In 42nd Street, young Peggy Sawyer arrives in New York City fresh off the bus from small-town Pennsylvania with her tap shoes and dreams of stardom.
For Theatre Under the Stars’ Paige Fraser, it was more like fresh off the ferry. But she’s the first to admit her own experience isn’t that far removed from that of the lead character she’ll play all summer long at Malkin Bowl.
“I feel some kinship with her about how badly you have to want this to make it work,” the triple-threat singer, dancer, and actor tells the Straight, speaking over the phone before heading to Stanley Park for rehearsal.
“We’re both small-town girls. I’m from northern Vancouver Island and I came here to do theatre,” adds the native of Black Creek, near Courtenay, where she started early in musical theatre before moving on to tap lessons in her teens. “I get that feeling of having to leave all that behind in order to do this.
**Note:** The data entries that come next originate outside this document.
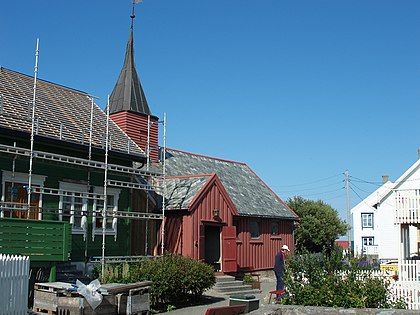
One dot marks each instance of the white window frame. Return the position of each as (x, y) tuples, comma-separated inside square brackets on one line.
[(365, 220), (82, 188), (110, 192), (21, 178), (368, 239)]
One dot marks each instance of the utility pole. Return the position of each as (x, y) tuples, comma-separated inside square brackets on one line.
[(346, 181)]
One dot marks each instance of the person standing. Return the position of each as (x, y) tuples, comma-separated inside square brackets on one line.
[(279, 268)]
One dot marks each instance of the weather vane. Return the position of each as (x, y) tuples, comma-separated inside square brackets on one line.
[(133, 14)]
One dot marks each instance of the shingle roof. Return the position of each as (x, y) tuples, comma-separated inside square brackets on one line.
[(180, 192), (128, 94), (57, 108), (250, 195)]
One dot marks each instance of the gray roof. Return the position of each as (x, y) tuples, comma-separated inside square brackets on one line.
[(180, 192), (128, 94), (250, 195), (57, 108)]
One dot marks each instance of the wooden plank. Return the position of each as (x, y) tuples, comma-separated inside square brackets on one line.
[(121, 288)]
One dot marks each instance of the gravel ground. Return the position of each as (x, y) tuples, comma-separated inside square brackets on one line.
[(213, 299)]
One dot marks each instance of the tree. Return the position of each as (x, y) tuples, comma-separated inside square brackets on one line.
[(319, 225)]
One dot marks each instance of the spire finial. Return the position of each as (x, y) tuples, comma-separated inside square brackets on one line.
[(133, 13)]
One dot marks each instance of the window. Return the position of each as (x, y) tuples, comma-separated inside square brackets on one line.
[(367, 241), (255, 229), (367, 220), (73, 206), (112, 205), (236, 225), (274, 230), (15, 193)]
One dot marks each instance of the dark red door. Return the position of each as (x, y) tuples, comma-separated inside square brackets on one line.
[(229, 263)]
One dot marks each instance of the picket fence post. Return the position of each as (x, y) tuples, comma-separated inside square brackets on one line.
[(14, 284)]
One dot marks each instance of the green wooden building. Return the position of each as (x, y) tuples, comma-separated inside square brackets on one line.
[(54, 213)]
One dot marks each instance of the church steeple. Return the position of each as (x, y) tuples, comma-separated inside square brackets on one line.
[(128, 94), (128, 105)]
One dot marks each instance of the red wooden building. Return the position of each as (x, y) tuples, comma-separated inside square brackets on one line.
[(219, 211)]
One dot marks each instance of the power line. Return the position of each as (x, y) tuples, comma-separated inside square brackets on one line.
[(325, 192), (310, 182), (313, 188)]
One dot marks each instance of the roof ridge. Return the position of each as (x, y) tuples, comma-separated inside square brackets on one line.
[(45, 81), (190, 176), (207, 156)]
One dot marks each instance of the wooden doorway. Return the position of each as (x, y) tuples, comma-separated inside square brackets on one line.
[(212, 253)]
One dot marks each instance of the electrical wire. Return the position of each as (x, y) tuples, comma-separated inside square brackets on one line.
[(313, 188), (310, 182)]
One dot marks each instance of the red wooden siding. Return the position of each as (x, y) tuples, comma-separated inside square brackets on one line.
[(258, 254), (202, 213), (255, 254), (173, 228), (135, 126)]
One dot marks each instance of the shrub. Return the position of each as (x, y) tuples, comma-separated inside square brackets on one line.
[(324, 280), (177, 280)]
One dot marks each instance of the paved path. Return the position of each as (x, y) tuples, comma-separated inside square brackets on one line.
[(213, 299)]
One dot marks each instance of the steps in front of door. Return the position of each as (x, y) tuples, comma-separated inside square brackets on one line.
[(227, 285)]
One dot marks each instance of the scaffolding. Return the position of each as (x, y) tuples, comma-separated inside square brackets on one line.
[(150, 180)]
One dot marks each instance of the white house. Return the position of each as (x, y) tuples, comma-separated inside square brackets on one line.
[(376, 232)]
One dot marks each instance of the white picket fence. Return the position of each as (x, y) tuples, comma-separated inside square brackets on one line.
[(14, 284), (407, 291)]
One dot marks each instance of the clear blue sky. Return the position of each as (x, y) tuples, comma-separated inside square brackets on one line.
[(299, 90)]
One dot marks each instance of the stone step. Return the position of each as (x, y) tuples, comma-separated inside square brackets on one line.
[(228, 284), (251, 291), (224, 278), (233, 288)]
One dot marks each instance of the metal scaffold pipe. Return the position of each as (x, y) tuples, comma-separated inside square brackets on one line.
[(164, 185), (105, 190), (31, 156)]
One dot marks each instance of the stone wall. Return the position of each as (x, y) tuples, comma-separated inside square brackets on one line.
[(314, 310)]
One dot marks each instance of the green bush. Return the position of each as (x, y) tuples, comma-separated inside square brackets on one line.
[(177, 280), (325, 280)]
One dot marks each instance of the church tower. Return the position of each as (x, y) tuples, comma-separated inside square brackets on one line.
[(128, 106)]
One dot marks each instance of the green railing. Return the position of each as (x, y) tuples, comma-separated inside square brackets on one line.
[(42, 241)]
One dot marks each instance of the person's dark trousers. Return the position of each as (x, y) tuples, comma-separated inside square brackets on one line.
[(280, 284)]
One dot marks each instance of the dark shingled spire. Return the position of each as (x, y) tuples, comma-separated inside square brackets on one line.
[(128, 95)]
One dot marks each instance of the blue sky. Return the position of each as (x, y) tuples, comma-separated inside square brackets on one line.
[(299, 90)]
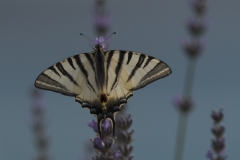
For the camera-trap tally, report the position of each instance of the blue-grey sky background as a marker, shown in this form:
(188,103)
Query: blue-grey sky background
(36,34)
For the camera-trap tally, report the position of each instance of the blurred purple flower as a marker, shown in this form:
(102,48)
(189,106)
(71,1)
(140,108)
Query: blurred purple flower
(199,7)
(101,22)
(117,154)
(106,125)
(93,125)
(197,27)
(217,116)
(209,154)
(183,104)
(193,49)
(98,144)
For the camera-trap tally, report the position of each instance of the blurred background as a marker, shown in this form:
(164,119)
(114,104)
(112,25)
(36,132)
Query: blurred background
(36,34)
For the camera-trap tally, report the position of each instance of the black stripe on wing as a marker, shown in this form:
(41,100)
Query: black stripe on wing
(82,68)
(109,58)
(65,73)
(161,70)
(118,67)
(47,83)
(138,65)
(54,70)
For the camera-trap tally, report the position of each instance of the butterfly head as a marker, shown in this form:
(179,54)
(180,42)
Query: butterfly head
(99,42)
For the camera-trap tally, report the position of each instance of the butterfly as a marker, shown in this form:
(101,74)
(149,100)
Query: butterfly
(102,81)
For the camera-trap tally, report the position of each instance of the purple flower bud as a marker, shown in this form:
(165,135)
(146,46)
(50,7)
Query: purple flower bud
(218,131)
(124,123)
(183,104)
(98,144)
(126,150)
(218,145)
(209,154)
(217,116)
(196,27)
(118,154)
(101,22)
(108,142)
(193,49)
(93,125)
(199,7)
(125,137)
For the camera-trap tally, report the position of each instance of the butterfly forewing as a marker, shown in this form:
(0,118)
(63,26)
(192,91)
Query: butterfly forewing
(102,81)
(137,69)
(72,76)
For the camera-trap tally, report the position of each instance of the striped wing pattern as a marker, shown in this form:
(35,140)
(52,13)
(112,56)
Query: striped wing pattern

There’s nothing else to do! You have to have a thick skin and an open, beating heart. So I get where she’s coming from. She’s 21; when I came over to Cap [Capilano University for musical theatre] I turned 18 my first day and I definitely had stars in my eyes.”
That’s not the only background experience Fraser brings to the retro song-and-dance classic, though. You could say she knows the story of the chorus girl who finally gets her big break from the inside out. At Studio 58, where she headed after graduating from Cap, she worked on the same musical’s sets last year—part of the well-known Langara College theatre program’s all-round approach to the art form. Consequently, she got to know the behind-the-scenes musical from behind the scenes.
“To see the sets and say, ‘I built that with my own hands!’…I had fallen in love with the show working on it, building the proscenium arch and the props,” she says. “That gives you a full appreciation of all that goes into making the show, which is so much what 42nd Street is all about. So many people work so hard to make sure every single element is perfect.”
It’s hard work lightening audiences’ moods—and it’s a job Fraser takes quite seriously. “Especially for this style and this era, it’s about spectacle and lifting people’s spirits. In the ’30s, that was a huge part of why people were going to the theatre,” says Fraser, referring to the era when the musical is set—and when the Hollywood movie it was based on was made. “The parallels with today are hard to ignore. From my perspective, it’s why I do theatre: so people can have a laugh.”
And there the parallels with 42nd Street go again. After all, director Julian Marsh does tell young Peggy Sawyer, “You’ve got to go on, and you’ve got to give and give and give.”
Theatre Under the Stars presents 42nd Street from Wednesday (July 4) to August 18 at Malkin Bowl in Stanley Park.